The volatility of a financial asset, usually measured in terms of the standard deviation of its daily returns, is an important input to many problems in finance, including risk management and option pricing. It also plays an important role in the regulation of financial institutions, because it is an ingredient in the risk measures — Value at Risk and expected shortfall — that financial institutions have to report to regulators for the purpose of determining capital requirements.
To determine the volatility, it is typically not sufficient to collect a sample of daily returns over a long period of time and compute its sample standard deviation. The reason is that the volatility tends to change over time, a feature known as volatility clustering. This term refers to the phenomenon that financial markets tend to alternate between periods of financial turmoil, and relatively calmer periods. Computing the standard deviation over a long time series would average these out. Alas, shortening the sample period is not a solution to this problem, as this would result in a less precise estimate. A proper solution requires an econometric model.
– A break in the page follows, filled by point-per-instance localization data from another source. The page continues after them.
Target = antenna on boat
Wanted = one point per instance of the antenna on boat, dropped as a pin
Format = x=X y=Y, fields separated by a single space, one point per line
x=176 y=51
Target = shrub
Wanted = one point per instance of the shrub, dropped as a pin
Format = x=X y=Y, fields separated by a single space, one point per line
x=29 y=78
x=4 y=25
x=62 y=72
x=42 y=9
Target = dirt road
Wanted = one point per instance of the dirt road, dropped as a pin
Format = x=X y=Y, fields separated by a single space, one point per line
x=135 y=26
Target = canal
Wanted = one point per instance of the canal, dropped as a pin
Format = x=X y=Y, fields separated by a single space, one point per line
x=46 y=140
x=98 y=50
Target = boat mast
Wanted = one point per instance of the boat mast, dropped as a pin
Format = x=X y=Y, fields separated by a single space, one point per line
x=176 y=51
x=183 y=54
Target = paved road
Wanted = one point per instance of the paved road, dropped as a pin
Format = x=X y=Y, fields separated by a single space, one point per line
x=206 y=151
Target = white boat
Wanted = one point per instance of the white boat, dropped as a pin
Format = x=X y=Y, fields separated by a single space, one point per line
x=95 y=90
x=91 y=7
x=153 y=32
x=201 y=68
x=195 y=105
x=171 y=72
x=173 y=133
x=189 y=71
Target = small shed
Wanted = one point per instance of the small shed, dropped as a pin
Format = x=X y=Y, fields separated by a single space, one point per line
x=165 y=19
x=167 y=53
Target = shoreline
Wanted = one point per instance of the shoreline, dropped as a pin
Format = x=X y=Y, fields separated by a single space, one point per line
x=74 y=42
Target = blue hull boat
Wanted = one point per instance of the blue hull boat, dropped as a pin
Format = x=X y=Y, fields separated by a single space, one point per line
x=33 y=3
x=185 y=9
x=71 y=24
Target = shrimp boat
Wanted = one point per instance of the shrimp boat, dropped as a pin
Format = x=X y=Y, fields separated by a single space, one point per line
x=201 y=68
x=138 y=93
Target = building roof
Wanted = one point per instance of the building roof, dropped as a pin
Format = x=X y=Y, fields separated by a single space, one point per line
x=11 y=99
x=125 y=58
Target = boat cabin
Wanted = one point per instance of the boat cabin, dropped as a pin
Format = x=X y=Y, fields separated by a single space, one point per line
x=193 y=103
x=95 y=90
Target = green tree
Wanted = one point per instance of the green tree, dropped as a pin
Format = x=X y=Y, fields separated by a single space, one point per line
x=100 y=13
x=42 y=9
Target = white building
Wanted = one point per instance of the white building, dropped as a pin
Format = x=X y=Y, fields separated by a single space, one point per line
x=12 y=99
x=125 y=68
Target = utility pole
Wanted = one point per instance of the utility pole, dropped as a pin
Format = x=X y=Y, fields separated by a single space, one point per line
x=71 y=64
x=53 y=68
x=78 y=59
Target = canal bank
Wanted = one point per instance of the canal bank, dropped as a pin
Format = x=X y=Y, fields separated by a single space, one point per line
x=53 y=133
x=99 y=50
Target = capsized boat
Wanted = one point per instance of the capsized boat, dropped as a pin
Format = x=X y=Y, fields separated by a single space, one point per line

Different modeling frameworks for asset volatilities have been proposed in the literature. The workhorse model that is most widely employed is the ARCH (autoregressive conditional heteroskedasticity) model of Engle (Econometrica 1982) and its various extensions. The key insight is that the presence of volatility clustering implies that large (in absolute value) returns will tend to be followed by large (in absolute values) returns, and small returns by small returns. The basic idea of the model, then, is to model the unobserved volatility of an asset as an affine function of the squares of the returns of the past few days. This leads to the ARCH(q) model, in which the past q returns enter the calculation. The various extension of the model expand on this basic idea; for example, in the GARCH(p, q) model of Bollerslev (Journal of Econometrics 1986), the past p values of the squared volatility enter the calculation as well.
Volatility clustering is but one of the so-called stylized facts pertinent to daily asset returns. A second one is known as the (statistical) leverage effect, which describes the observation that large negative returns tend to have a greater impact on future volatility than do large positive returns. The leverage effect can be accounted for by incorporating asymmetries into the basic ARCH or GARCH models, as is done in the TGARCH(o, p, q) model of Glosten et al. (Journal of Finance 1993) and the EGARCH(o, p, q) model of Nelson (Econometrica 1991). A third common observation is that the empirical distribution of asset returns tends not to resemble a Gaussian distribution; rather, returns exhibit a feature known has heavy tails, implying that extreme events tend to occur more frequently than would be predicted by a Gaussian distribution. This, too, can be incorporated in the model. Other stylized facts relate to the co-movement of several assets. One of these is known as correlation breakdown. This describes the fact that the correlation between the returns of two assets tends to increase in times of financial turmoil, potentially negating the benefits of portfolio diversification. Modelling such effects requires multivariate extensions of the model.
The main research objective of this project was to produce an implementation for the Julia language. Julia is a relatively young open source project started at MIT. It promises to combine the ease of use and productivity of high-level languages, such as those mentioned above, with the speed of execution of compiled low-level languages such as C++. Indeed, Julia typically performs well within a factor of 2 of the equivalent C++ code.
The result of the project has been released as ARCHModels.jl an MIT-licensed Julia package that implements estimation, inference, simulation, Value at Risk forecasting, and diagnostic testing for a range of univariate and multivariate ARCH-type models.